The more money you earn, the more taxes you can afford to pay. Especially when you earn only little money this is important for you to survive, while $100k/yr managers could easily afford to pay 50k of those in taxes
A negative income that is better than that. It says, if you're working, but only making $12k, the state will give you money so you now have $20k. (Not real numbers.)
The idea is that it incentivizes participation in the work force, with hopes that the extra money helps you get stable and move up the payscale where you may stop needing the external support.
How does that incentivizes workforce participation? You're giving them money to not work, I think graduated taxes should just not have the NIT portion.
No. If you reported $0 in income on your taxes, you get nothing. There's a minimum income to get anything back. So if you don't work, you get nothing, so you are incentivized to find a job of some kind.
But that minimum should be quite low and attainable.
Living on $50k/year is not easy. The federal poverty line for a family of 4 is $31,200, and many consider those numbers to be much too low.

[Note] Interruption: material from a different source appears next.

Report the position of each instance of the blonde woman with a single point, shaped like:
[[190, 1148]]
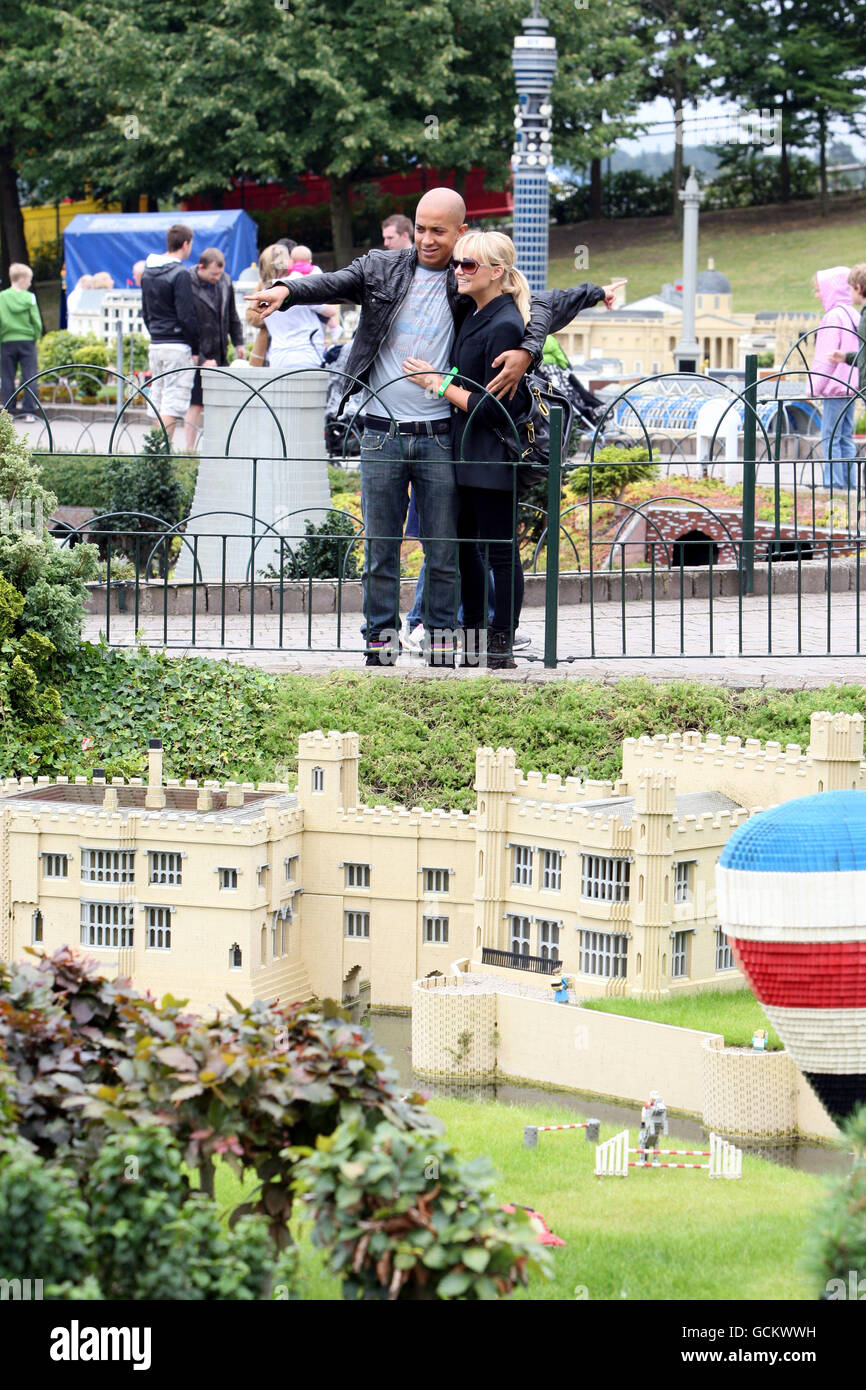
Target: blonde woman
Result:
[[484, 264], [273, 262]]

There's absolutely no need to target normal American households with more taxes. Billionaires already don't pay their (too low) taxes and have far, far more than they need that they've taken from the labor of others. Actually taxing them appropriately would cover everything we could possibly need and then some.
We should be raising substantially the minimum income needed before you have to pay taxes. It's fucking stupid to be levying a bunch of tax on people who are struggling to make ends meet.

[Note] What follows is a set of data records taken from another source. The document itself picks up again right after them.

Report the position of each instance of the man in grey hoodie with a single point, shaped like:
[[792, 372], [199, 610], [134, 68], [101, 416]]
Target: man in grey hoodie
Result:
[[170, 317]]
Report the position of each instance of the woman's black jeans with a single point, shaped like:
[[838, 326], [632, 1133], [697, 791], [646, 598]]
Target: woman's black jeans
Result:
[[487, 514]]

What? $50k is even in the richest European countries about as much as 2 people earn per year. €25k/year is the median, give or take 2k.

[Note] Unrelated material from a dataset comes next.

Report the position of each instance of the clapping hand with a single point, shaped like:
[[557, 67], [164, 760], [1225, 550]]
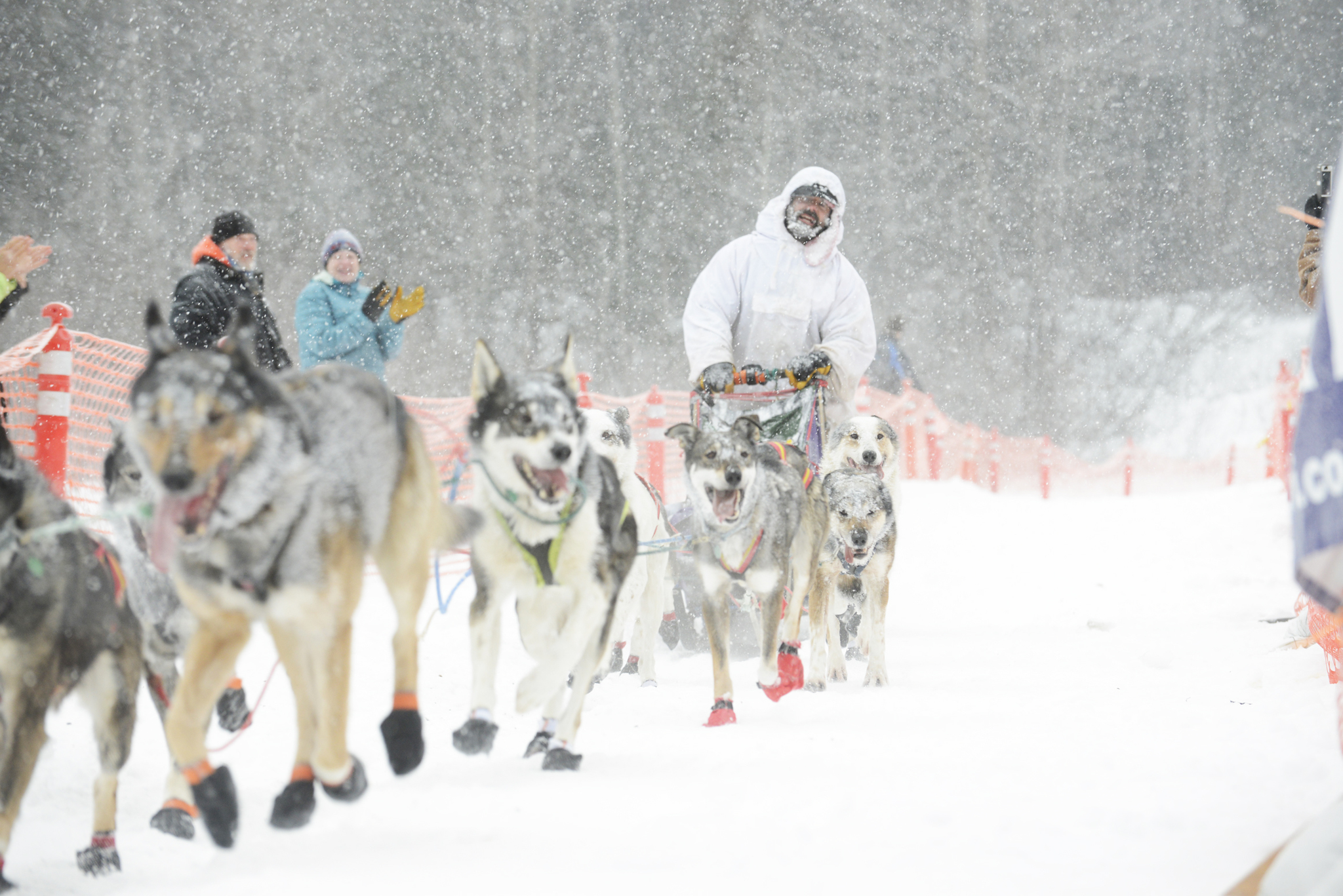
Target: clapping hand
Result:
[[20, 257]]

Subtracted are about 5k in taxes.
Yeah, European salaries across the board are generally lower than the US by quite a bit, but we also typically pay for a lot more services than Europeans do as generally a lot more is privatized (healthcare, etc.). $100k is typically what most middle class Americans are striving for in order to have a relatively "comfortable" life, buy a house, etc. (though honestly, the housing market today is so fucking insane that even that isn't really enough to buy a house in many places now). The median household income in 2023 was $80,610, for reference.
Everything is relative, who made the product, how long did it take to get where it is, who had to be paid to get it there, how far did it travel, how many tariffs or taxes were paid between here or there, etc, shit Americans forget entirely while voting.
The system you are describing is what most countries use. This is basically just an extension of that intended for people who make so little they need extra assistance.
Actually, the US Earned Income Tax Credit is basically a version of negative income tax.
EIT is a refundable tax credit. Meaning if your total tax burden is less than the credit, federal government will pay you the difference. A part of the child tax credit is the same.